MLflow 'invalid access token' error

Long running ML tasks require an access token with an extended lifetime to ensure the tasks complete before the token expires.

Written by shanmugavel.chandrakasu

Last published at: July 22nd, 2022


You have long-running MLflow tasks in your notebook or job and the tasks are not completed. Instead, they return a (403) Invalid access token error message.

Error stack trace: MlflowException: API request to endpoint /api/2.0/mlflow/runs/create failed with error code 
403 != 200. Response body: '<html>
<meta data-fr-http-equiv="Content-Type" content="text/html;charset=utf-8"/>
<title>Error 403 Invalid access token.</title>
<body><h2>HTTP ERROR 403</h2>
<p>Problem accessing /api/2.0/mlflow/runs/create. Reason:
<pre> Invalid access token.</pre></p>


The Databricks access token that the MLflow Python client uses to communicate with the tracking server expires after several hours. If your ML tasks run for an extended period of time, the access token may expire before the task completes. This results in MLflow calls failing with a (403) Invalid access token error message in both notebooks and jobs.


You can work around this issue by manually creating an access token with an extended lifetime and then configuring that access token in your notebook prior to running MLflow tasks.

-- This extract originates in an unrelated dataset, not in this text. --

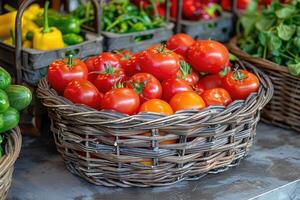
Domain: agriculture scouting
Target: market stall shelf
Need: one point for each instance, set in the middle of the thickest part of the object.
(13, 147)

  1. Generate a personal access token (AWS | Azure ) and configure it with an extended lifetime.
  2. Set up the Databricks CLI (AWS | Azure). 
  3. Use the Databricks CLI to create a new secret with the personal access token you just created.
    databricks secrets put --scope {<secret-name>} --key mlflow-access-token --string-value {<personal-access-token>}
  4. Insert this sample code at the beginning of your notebook. Include your secret name and your Workspace URL (AWS | Azure).
    access_token = dbutils.secrets.get(scope="{<secret-name>}", key="mlflow-access-token")
    import os
    os.environ["DATABRICKS_TOKEN"] = access_token
    os.environ["DATABRICKS_HOST"] = "https://<workspace-url>"
    from databricks_cli.configure import provider
    config_provider = provider.EnvironmentVariableConfigProvider()
  5. Run your notebook or job as normal.